When I was taught this technique, it was referred to as the ‘humming bee breath’. This gives you a good idea of what the breath should sound like.
In this pranayama, your eyes and ears will be closed. Use your thumbs to close the ears and the first two fingers to cover the eyes. Keeping the mouth closed, take a deep breath in. Then, exhale with a chant of ‘om’.
The humming sound and vibrations created by the chanting have a natural calming effect on the mind and body. Bhramari can be used to calm anxiety and relieve stress.
Sit in a comfortable position. Close the eyes and relax the body. Put the tongue on the lower lip and make a roll with the tongue. Inhale deeply through the mouth. Hold the breath for as long as possible. Close the mouth and slowly exhale through the nose.
This is one round. You can start by doing 2-3 rounds of breath, and gradually make your way up to 15 rounds.
Otherwise known as the ‘bellows breath’ , this is very similar to kapalabhati. The main difference is that, with bhastrika, both the inhale and exhale are forceful.
Begin in a comfortable seated position. Take a deep breath in and breathe out forcefully. Immediately, breathe in with the same force. Inhale and exhale repeatedly, using the diaphragmatic muscles.
Do ten cycles of breath to complete one round. Continue for two more rounds, pausing in between rounds.
Viloma is a great pranayama for beginners. It can be done sitting or lying down.
Begin by inhaling to a third of the lungs capacity, then pause for two to three seconds. Inhale another third and pause again. Next, inhale until the lungs are filled. Pause briefly before repeating this pattern on the exhale.
This is a great pranayama that helps calm the mind and relax the nervous system.
Dirga is also referred to as the three-part breath because you are actively breathing into three different parts of the abdomen.
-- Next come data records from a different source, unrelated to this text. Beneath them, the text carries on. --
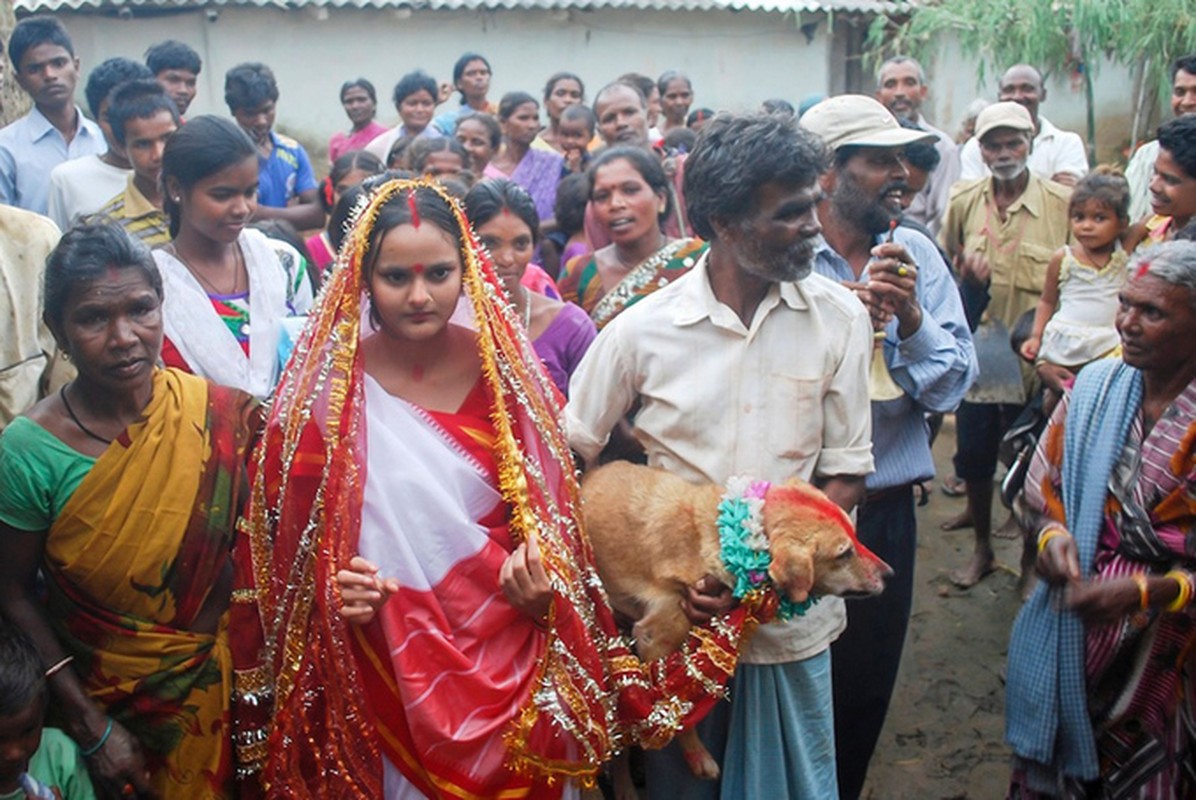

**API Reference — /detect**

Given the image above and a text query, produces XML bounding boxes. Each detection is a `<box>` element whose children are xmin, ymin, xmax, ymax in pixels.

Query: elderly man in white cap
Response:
<box><xmin>939</xmin><ymin>103</ymin><xmax>1072</xmax><ymax>588</ymax></box>
<box><xmin>959</xmin><ymin>63</ymin><xmax>1088</xmax><ymax>187</ymax></box>
<box><xmin>801</xmin><ymin>94</ymin><xmax>976</xmax><ymax>800</ymax></box>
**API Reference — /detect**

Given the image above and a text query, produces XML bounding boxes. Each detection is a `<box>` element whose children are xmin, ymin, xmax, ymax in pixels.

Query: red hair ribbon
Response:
<box><xmin>407</xmin><ymin>189</ymin><xmax>420</xmax><ymax>230</ymax></box>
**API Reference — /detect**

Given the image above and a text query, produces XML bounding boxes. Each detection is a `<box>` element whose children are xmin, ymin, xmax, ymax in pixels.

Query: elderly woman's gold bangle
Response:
<box><xmin>1038</xmin><ymin>525</ymin><xmax>1072</xmax><ymax>554</ymax></box>
<box><xmin>1164</xmin><ymin>569</ymin><xmax>1196</xmax><ymax>612</ymax></box>
<box><xmin>1131</xmin><ymin>573</ymin><xmax>1151</xmax><ymax>611</ymax></box>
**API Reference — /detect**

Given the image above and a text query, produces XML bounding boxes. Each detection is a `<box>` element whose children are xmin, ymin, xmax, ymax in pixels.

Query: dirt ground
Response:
<box><xmin>864</xmin><ymin>417</ymin><xmax>1021</xmax><ymax>800</ymax></box>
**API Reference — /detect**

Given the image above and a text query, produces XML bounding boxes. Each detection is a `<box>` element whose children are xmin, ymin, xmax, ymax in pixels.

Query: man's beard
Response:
<box><xmin>738</xmin><ymin>234</ymin><xmax>814</xmax><ymax>283</ymax></box>
<box><xmin>830</xmin><ymin>172</ymin><xmax>909</xmax><ymax>236</ymax></box>
<box><xmin>988</xmin><ymin>159</ymin><xmax>1030</xmax><ymax>181</ymax></box>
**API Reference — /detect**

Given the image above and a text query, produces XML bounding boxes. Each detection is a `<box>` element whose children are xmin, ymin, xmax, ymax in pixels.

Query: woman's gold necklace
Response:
<box><xmin>59</xmin><ymin>384</ymin><xmax>112</xmax><ymax>445</ymax></box>
<box><xmin>170</xmin><ymin>243</ymin><xmax>245</xmax><ymax>297</ymax></box>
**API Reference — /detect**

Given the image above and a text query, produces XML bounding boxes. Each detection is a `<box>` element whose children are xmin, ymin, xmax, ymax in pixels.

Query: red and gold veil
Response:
<box><xmin>232</xmin><ymin>181</ymin><xmax>771</xmax><ymax>798</ymax></box>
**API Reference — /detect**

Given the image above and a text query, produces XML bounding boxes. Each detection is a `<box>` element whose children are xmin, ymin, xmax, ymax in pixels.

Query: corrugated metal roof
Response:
<box><xmin>13</xmin><ymin>0</ymin><xmax>916</xmax><ymax>13</ymax></box>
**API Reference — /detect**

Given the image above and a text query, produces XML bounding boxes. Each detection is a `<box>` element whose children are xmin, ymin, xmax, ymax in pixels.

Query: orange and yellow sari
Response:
<box><xmin>43</xmin><ymin>370</ymin><xmax>255</xmax><ymax>798</ymax></box>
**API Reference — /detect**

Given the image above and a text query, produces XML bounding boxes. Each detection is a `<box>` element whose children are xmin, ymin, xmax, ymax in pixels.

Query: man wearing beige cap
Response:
<box><xmin>939</xmin><ymin>103</ymin><xmax>1070</xmax><ymax>588</ymax></box>
<box><xmin>801</xmin><ymin>94</ymin><xmax>976</xmax><ymax>800</ymax></box>
<box><xmin>959</xmin><ymin>63</ymin><xmax>1088</xmax><ymax>187</ymax></box>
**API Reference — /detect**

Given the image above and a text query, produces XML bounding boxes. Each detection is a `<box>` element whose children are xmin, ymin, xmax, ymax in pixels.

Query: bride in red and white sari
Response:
<box><xmin>233</xmin><ymin>181</ymin><xmax>769</xmax><ymax>799</ymax></box>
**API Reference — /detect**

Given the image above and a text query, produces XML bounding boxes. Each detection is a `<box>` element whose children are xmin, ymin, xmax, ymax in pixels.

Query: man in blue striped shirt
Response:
<box><xmin>801</xmin><ymin>94</ymin><xmax>977</xmax><ymax>800</ymax></box>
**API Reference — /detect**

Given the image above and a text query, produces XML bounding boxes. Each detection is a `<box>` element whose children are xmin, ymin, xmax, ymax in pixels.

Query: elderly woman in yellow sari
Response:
<box><xmin>0</xmin><ymin>225</ymin><xmax>255</xmax><ymax>798</ymax></box>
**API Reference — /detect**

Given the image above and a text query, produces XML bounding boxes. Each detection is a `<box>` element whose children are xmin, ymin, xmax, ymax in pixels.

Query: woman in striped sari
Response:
<box><xmin>1006</xmin><ymin>242</ymin><xmax>1196</xmax><ymax>800</ymax></box>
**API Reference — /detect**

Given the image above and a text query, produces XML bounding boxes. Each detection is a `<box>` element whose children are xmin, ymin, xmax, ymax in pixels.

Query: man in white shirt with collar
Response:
<box><xmin>0</xmin><ymin>16</ymin><xmax>108</xmax><ymax>214</ymax></box>
<box><xmin>877</xmin><ymin>55</ymin><xmax>959</xmax><ymax>236</ymax></box>
<box><xmin>959</xmin><ymin>63</ymin><xmax>1088</xmax><ymax>187</ymax></box>
<box><xmin>1125</xmin><ymin>53</ymin><xmax>1196</xmax><ymax>222</ymax></box>
<box><xmin>45</xmin><ymin>56</ymin><xmax>153</xmax><ymax>231</ymax></box>
<box><xmin>566</xmin><ymin>115</ymin><xmax>873</xmax><ymax>800</ymax></box>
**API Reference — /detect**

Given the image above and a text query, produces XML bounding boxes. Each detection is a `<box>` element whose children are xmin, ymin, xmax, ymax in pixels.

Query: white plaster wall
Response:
<box><xmin>53</xmin><ymin>7</ymin><xmax>829</xmax><ymax>153</ymax></box>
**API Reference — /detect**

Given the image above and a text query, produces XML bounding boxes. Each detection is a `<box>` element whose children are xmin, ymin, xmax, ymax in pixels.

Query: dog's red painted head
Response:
<box><xmin>764</xmin><ymin>481</ymin><xmax>892</xmax><ymax>603</ymax></box>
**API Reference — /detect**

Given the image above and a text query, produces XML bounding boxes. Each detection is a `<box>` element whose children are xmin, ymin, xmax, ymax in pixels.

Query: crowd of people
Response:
<box><xmin>0</xmin><ymin>16</ymin><xmax>1196</xmax><ymax>800</ymax></box>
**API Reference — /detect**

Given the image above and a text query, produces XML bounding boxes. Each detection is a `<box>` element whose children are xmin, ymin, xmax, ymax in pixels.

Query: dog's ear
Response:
<box><xmin>768</xmin><ymin>546</ymin><xmax>814</xmax><ymax>603</ymax></box>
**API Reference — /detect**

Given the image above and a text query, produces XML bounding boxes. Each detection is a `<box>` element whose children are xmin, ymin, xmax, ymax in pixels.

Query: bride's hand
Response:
<box><xmin>499</xmin><ymin>537</ymin><xmax>553</xmax><ymax>625</ymax></box>
<box><xmin>336</xmin><ymin>556</ymin><xmax>398</xmax><ymax>625</ymax></box>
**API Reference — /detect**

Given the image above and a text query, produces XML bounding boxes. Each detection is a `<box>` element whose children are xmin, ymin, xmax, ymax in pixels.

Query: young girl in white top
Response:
<box><xmin>1021</xmin><ymin>169</ymin><xmax>1129</xmax><ymax>390</ymax></box>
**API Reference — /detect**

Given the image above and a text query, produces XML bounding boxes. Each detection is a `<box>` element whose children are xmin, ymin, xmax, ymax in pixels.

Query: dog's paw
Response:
<box><xmin>683</xmin><ymin>747</ymin><xmax>719</xmax><ymax>781</ymax></box>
This attention to the different parts of the body can help focus the mind.
You can do this exercise with sitting upright or lying on your back. I prefer lying down though. When you are lying on the ground, it’s easier to feel the breath moving through the different parts of your body.
Start by breathing into the belly and watch it expand with the breath. When the belly is full, draw in more breath expanding into the rib cage. Then, sip in just a little more air and let it fill the upper chest.
On the exhale, start from the upper chest. Release the breath allowing the heart center to sink back down. Then, release the breath from the rib cage. Finally, let the air go from the belly and draw the navel back towards the spine.
Continue at your own pace for about 10 breaths.
The left side of the body is associated with lunar energy, so this technique has a cooling effect on the body.
Sit in a comfortable seated position with the back straight and shoulders relaxed. Close your right nostril with your right thumb and inhale through the left nostril. Then, close the left nostril with your right index and middle fingers and exhale from the right nostril.
This is one round. You can repeat for 10 – 20 rounds. Breathing through the left nostril stimulates the lunar energy which is cooling and calming in nature, so this is best to be done in the summer.
Also known as right nostril breathing, this pranayama stimulates the solar energy in the body which is warming and energizing.
Sit in a comfortable seated position with the back straight and shoulders relaxed. Close your left nostril with your right index and middle finger and inhale through the right nostril. Then, close the right nostril with your right thumb and exhale from the left nostril.
This is one round. You can repeat for 10 – 20 rounds.